# Twins dilemma...



## Capableverdi (31 May 2012)

I have twin girls who reach 10 years old in a few weeks time. They need new bikes. They need to be identical as the they are identical which means, according to them, EVERYTHING must be identical.
Yeh, I know..
Anyway, looking for bikes around £150 per bike - I don't have enough for Islabikes :-(
Height 55 inches, inside leg 27 inches.
Bit of road cycling, bit of off road - mainly trial.
Any ideas?
Many thanks!


----------



## deptfordmarmoset (31 May 2012)

I suppose you could get one b'twin bike and get them to share it b'twin themselves.


----------



## Capableverdi (31 May 2012)

deptfordmarmoset said:


> I suppose you could get one b'twin bike and get them to share it b'twin themselves.
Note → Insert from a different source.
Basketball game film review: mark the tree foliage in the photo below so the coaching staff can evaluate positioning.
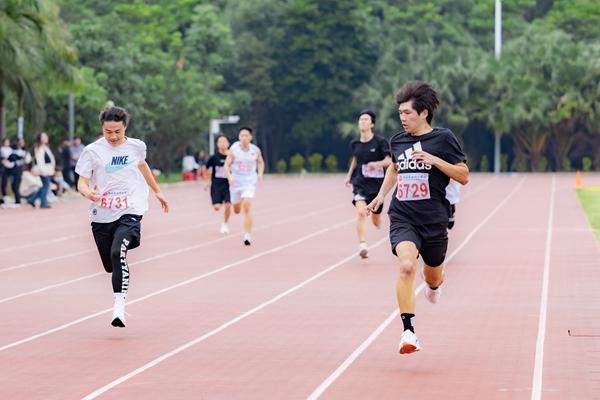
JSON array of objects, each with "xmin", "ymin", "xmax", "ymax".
[{"xmin": 0, "ymin": 0, "xmax": 600, "ymax": 170}]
Nice idea, in theory. I've noticed how quickly children supplement the word 'share' for 'mine'.


----------



## Sara_H (8 Jun 2012)

Tandem?


----------



## sidevalve (8 Jun 2012)

They're ten and they can be very adult if you work with them on this. get some catalogues, check out the net etc and draw up a shortlist but do it WITH them, then go to the bike shops and let them try them out. I wouldn't worry too much about "the best bike", they are children and they are growing fast. Within three years one or both may have abandoned cycling for ever, put it off 'till she goes to uni or has kids of her own or even decided to be an olympic class cyclist. In any event if they feel the bikes are ones THEY chose they will love them and always remember them well. As I said once before you can guide them a bit but DON't try and push too hard towards what you think [however correctly] is a "better" bike, by all means tell them why it's better but at the end let them choose. Kids want to have fun, not ride time trials or marathons.


----------